MC: How is metabolite profiling by MS-based metabolomics aiding the drug development process?
BU: I mentioned above how metabolomics and specially labelled “flux” analyses can aid in the identification of selective and novel therapeutic targets. But metabolomics is being used even before this phase during the “discovery” phase where basic biological research is being conducted to identify novel biomarkers, and to understand the mechanism of action. Combined with target identification, metabolomics is used to infer the lead identification to lead optimization process in early drug discovery.
Once there is a lead candidate, the biology teams move into the “preclinical” phase. Here, metabolomics is used for preclinical based studies, so animal studies are conducted and dosed with the lead compound. Safety studies are undertaken, and metabolomics has been used to understand and explore unwanted toxic side effects of the lead compound. All this data is used to file the IND (investigational new drug application).
Moving into the “development” phase, clinical trials begin and the project team responsible for delivering the large amount of data for filing the new drug application (NDA) gets underway. Here, metabolomics can be used for patient stratification and to identify which patients would/should respond to the therapy in question. Most recently, metabolomics is being used in the “manufacturing” stages for process development (and scaling up process) as well as quality testing including QA/QC and lot-to-lot evaluation of the finished product.

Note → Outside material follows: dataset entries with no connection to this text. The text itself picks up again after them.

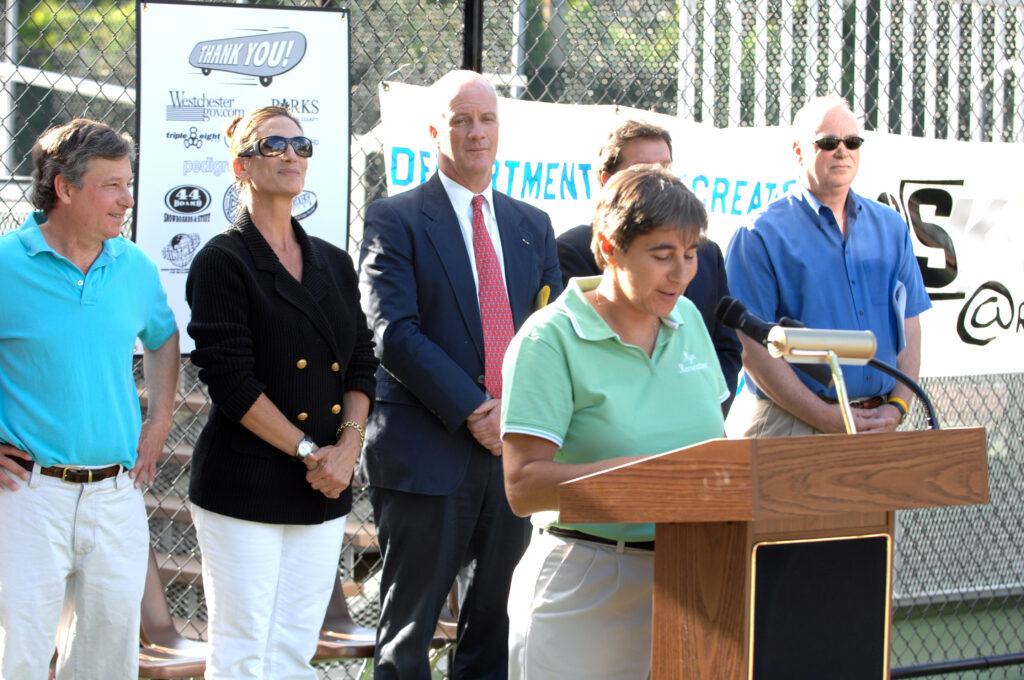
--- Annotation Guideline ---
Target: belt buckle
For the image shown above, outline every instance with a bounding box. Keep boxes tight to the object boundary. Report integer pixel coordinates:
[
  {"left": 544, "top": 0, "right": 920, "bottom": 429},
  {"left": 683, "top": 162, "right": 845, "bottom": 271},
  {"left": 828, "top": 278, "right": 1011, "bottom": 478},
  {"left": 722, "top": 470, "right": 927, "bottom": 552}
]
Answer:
[{"left": 60, "top": 467, "right": 92, "bottom": 484}]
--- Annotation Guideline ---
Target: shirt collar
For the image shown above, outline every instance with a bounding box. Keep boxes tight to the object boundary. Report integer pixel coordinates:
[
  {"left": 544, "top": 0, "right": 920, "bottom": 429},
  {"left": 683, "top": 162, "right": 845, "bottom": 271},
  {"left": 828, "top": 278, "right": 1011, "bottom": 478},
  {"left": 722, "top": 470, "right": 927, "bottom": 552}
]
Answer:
[
  {"left": 17, "top": 210, "right": 128, "bottom": 261},
  {"left": 564, "top": 275, "right": 683, "bottom": 342},
  {"left": 797, "top": 182, "right": 863, "bottom": 216},
  {"left": 437, "top": 170, "right": 495, "bottom": 216}
]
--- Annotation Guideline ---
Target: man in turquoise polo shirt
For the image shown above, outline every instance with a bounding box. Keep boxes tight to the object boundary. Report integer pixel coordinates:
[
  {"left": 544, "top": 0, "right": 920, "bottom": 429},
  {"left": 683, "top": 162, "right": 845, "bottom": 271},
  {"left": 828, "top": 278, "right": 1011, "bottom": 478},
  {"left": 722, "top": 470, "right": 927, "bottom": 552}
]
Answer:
[{"left": 0, "top": 120, "right": 180, "bottom": 680}]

In biopharmaceutical companies, cell culture media optimization is a critical step during the development and scale up of biotherapeutic production. Monitoring the critical quality attributes during process development is achieved through monitoring the small molecules (metabolomics). Making sure the cell culture media has the right balance of nutrients needed for cell growth during production of therapeutic proteins is essential for the yield and quality of the final product.
MC: What technological challenges do researchers still face in the metabolomics research space? How is SCIEX looking to overcome these challenges?
BU: Challenges with respect to metabolite identification and the lack of liquid chromatography-mass spectrometry (LC-MS/MS) databases for metabolite confirmation remains a huge bottleneck in the field. Researchers cannot advance their workflows to actionable results from which they can make biological decisions. To improve metabolite identification and quantitation in complex samples for untargeted metabolomics, SCIEX partnered with IROA Technologies.
Secondly, these researchers struggle to efficiently process all of their metabolomics data from a diverse range of workflows. Our co-marketing relationship with EluciData, will allow scientists to interpret these results in a biological context to further advance the fields of target identification and validation, as well as deeply characterize the underlying biology.
MC: What do you envision will be the next breakthrough in the metabolomics research field?
BU: “Precision nutrition” is a term floating around the community right now. The precision medicine objective is how to get the right treatment to the right patient. However, precision nutrition’s goal is to manipulate diets without the need for any medical intervention. Again, the microbiome and its impact on digestion and gut-derived metabolites is extremely important here.
Baljit Ubhi, Global Business Lead, Metabolomics and Lipidomics Markets at SCIEX, was speaking with Molly Campbell, Science Writer, Technology Networks.